10/01/2018 news di William Maga

Il rapporto della star scomparsa nel 2016 con la sci-fi non si ferma alla partecipazione al film L'uomo che cadde sulla Terra, ma si spinge molto oltre, come si può capire dai testi delle sue canzoni

In un episodio della serie HBO Vinyl, Zak (Ray Romano) incontra David Bowie (al secolo David Robert Jones), che stava provando con la band di Ziggy Stardust, gli Spiders from Mars. Il discografico chiede al futuro Duca Bianco se tornerà sulle scene come l’alieno che avevano imparato ad amare o come lo scrittore dell’album Hunky Dory [1971] che aveva fatto impazzire il pubblico. E’ lì che il cantante suggerisce che Ziggy si è ritirato su Marte. Ci sta, anche se lo show è ambientato negli anni ’70 e questa battuta fa molto 1982 … Bowie era d’altra parte un artista dell’altro mondo, immerso in ogni forma di fantascienza, tanto da esser stato persino inserito nella Science Fiction and Fantasy Hall of Fame nel giugno 2013.

Quando Bowie è scomparso il 10 gennaio del 2016 non solo si è lasciato dietro tutta una serie di produzioni indimenticabili, ma anche in tutti i fan il rimpianto di aver avuto ancora molto da dire. Il suo ultimo album, Blackstar, uscito solo pochi giorni prima della morte, racchiudeva la promessa universale delle infinite possibilità celate nel vasto vuoto dello spazio.

Bowie per prima cosa consolidò la propria immagine pubblica come performer stellare, tanto che non si può davvero rimproverare nessuno per aver spesso scambiato l’uomo con lo Starman, ‘l’uomo delle stelle’. D’altra parte, l’extraterrestre del rock and roll venuto da un’altra dimensione ha fin dal debutto (1967) sempre asserito che non avremmo dovuto “aver paura dell’uomo sulla Luna, perché sono solo io” (dalla canzone Man in the Moon).

Nato a Londra nel 1947, fece irruzione nella cultura popolare collettiva con la hit Space Oddity, che l’ex – e futuro – attore cantò nei panni del personaggio immaginario dell’astronauta Major Tom. La canzone, registrata il 20 giugno 1969, venne diffusa cinque giorni prima del lancio dell’Apollo 11, che atterrò sulla superficie lunare il 20 luglio dello stesso anno. E la NASA in un certo senso ha adottato questa canzone una generazione dopo, quando gli astronauti dello Space Shuttle Columbia dissero che proprio la musica di Space Oddity era stata impostata come sveglia mentre si trovavano nello spazio nel giugno del 1996. Anche i membri dell’equipaggio dello Space Shuttle Atlantis dichiararono di intrattenersi con una selezione dei successi di Bowie nell’ottobre del 2002. Inoltre, fu l’astronauta canadese Chris Hadfield a imporre nuovamente all’attenzione generale Space Oddity suonandone una versione acustica dalla Stazione Spaziale Internazionale il 12 maggio del 2013. Infine, quando Bowie ha lasciato per sempre il nostro pianeta, lo stesso Hadfield ha twittato: “Cenere alla cenere, polvere alla polvere di stelle. Il tuo genio ci ha ispirato tutti. Addio Starman”. Major Tom è più che una mascotte dei viaggi spaziali, è decisamente un astronauta ad honorem.

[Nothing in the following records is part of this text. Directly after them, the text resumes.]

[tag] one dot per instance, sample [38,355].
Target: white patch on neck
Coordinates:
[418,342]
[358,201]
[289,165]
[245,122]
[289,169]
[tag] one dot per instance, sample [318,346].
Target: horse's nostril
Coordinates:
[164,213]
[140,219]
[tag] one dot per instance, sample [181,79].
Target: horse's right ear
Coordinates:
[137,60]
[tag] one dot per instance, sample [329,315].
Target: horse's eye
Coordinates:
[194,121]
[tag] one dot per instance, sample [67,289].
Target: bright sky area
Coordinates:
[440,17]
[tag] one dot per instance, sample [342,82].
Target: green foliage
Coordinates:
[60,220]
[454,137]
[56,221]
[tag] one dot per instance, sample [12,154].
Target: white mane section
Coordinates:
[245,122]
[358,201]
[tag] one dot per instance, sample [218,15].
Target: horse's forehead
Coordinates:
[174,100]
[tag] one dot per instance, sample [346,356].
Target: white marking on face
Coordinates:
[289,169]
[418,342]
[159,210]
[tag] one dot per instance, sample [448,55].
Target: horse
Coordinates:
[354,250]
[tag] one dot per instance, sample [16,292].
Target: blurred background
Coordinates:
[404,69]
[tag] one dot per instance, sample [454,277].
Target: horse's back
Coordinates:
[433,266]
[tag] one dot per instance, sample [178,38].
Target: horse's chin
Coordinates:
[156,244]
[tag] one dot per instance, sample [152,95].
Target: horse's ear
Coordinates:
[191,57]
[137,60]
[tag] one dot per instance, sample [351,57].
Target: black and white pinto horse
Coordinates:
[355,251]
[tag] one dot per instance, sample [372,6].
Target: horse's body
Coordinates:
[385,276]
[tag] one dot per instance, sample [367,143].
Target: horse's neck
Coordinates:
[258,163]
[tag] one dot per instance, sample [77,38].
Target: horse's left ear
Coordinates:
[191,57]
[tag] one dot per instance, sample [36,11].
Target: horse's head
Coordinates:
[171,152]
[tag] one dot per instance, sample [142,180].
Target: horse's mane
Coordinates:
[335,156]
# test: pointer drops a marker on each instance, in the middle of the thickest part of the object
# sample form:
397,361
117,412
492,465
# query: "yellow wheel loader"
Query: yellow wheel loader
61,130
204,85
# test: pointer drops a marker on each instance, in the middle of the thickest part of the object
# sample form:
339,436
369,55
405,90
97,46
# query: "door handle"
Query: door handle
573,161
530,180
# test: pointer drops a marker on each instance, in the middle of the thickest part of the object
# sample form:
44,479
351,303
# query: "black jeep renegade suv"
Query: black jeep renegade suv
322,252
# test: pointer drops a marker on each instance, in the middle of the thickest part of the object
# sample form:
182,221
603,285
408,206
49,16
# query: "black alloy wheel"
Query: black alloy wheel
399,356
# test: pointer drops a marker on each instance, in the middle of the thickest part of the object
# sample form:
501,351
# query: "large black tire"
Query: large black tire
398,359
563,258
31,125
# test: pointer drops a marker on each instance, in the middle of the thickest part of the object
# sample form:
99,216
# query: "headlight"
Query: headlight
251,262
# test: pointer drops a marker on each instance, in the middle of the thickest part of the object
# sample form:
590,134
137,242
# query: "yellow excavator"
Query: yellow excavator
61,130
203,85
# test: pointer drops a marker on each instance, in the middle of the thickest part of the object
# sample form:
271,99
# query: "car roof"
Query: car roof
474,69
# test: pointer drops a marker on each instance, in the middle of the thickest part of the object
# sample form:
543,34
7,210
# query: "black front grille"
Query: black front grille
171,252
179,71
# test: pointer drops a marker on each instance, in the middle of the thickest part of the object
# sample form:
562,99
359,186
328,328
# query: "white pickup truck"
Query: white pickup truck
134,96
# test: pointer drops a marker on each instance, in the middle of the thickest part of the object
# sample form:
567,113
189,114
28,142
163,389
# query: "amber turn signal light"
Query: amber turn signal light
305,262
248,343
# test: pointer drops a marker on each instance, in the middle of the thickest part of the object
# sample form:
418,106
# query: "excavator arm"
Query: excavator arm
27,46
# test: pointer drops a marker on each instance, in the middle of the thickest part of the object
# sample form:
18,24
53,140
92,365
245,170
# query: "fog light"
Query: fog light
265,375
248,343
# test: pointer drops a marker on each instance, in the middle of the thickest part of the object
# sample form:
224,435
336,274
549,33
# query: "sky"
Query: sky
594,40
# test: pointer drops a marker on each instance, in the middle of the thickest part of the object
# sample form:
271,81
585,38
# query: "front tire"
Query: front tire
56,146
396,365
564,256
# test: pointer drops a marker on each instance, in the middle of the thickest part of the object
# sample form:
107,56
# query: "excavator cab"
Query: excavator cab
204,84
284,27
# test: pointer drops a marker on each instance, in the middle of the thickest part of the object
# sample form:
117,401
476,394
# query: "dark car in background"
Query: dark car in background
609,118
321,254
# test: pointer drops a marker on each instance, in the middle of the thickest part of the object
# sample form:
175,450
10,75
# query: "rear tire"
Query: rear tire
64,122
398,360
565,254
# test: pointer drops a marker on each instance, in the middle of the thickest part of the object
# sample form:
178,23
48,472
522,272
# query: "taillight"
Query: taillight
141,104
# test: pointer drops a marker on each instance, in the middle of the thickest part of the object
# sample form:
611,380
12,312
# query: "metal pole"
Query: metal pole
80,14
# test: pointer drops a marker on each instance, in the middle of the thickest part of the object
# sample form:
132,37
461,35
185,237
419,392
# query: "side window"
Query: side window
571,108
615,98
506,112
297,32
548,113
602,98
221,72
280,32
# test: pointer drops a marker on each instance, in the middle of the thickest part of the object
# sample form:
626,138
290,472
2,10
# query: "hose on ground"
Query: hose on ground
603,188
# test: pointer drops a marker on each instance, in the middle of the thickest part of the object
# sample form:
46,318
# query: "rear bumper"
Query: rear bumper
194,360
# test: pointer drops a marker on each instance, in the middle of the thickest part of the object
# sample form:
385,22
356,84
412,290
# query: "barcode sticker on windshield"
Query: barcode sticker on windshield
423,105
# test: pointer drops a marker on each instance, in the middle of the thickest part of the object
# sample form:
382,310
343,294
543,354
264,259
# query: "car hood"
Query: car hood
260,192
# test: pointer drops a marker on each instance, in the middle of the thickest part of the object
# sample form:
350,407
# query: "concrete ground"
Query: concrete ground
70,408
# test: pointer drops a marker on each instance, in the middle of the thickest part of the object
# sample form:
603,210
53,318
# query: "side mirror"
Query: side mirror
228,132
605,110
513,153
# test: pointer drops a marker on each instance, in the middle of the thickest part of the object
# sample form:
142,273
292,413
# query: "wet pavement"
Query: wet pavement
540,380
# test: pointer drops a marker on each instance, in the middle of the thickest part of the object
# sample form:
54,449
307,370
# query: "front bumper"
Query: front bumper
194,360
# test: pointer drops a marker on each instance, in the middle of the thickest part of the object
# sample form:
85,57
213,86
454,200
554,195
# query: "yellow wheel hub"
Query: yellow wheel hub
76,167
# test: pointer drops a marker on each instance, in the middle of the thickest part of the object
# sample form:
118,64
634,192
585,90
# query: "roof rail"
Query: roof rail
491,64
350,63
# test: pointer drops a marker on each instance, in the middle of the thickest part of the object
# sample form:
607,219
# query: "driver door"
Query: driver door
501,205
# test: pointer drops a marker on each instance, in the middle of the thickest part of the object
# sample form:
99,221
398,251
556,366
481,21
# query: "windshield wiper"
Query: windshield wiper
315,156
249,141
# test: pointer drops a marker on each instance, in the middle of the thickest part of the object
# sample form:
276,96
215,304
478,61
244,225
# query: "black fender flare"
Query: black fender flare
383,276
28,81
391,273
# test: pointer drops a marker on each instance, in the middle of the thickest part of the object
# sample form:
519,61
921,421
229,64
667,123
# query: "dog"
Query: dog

Tale personaggio, sorta di alter ego, avrebbe peraltro continuato a essere una voce spettrale attraverso alcuni dei racconti più personali di Bowie, tra cui Hallo Spaceboy del suo album Outside (1995). Nel video di Blackstar del 2015, un alieno femmina fonda addirittura una religione sulla sacra reliquia del cranio del Maggiore. In Ashes to Ashes, brano contenuto in Scary Monsters (and Super Creeps) del 1980, il cantante ammetteva invece che dietro a tutto il discorso dei viaggi spaziali si nascondeva in realtà un tipo di viaggio assai diverso e che l’astronauta era invero soltanto un “drogato, strafatto nell’alto nei cieli,  che stava precipitando ai minimi storici”. Bowie aveva già fatto ulteriore riferimento a tale caduta in disgrazia nel 1977, nell’album Low, incentrato in gran parte sul suo rapporto con le droghe.

Tornando a Space Oddity, il titolo si riferisce chiaramente al classico della fantascienza 2001: Odissea nello Spazio (2001: A Space Odyssey), diretto nel 1968 da Stanley Kubrick e tratto dal racconto breve del 1951 La Sentinella (The Sentinel) di Arthur C. Clarke. Capolavoro indiscusso del cinema di cui anche i Pink Floyd aveva provato a comporre la colonna sonora. Tuttavia il suo influsso non finisce qui. L’inizio della canzone ricorda anche Also sprach Zarathustra, op. 30, composta da Richard Strauss nel 1896, utilizzata dal regista nella sequenza della scoperta. Non solo.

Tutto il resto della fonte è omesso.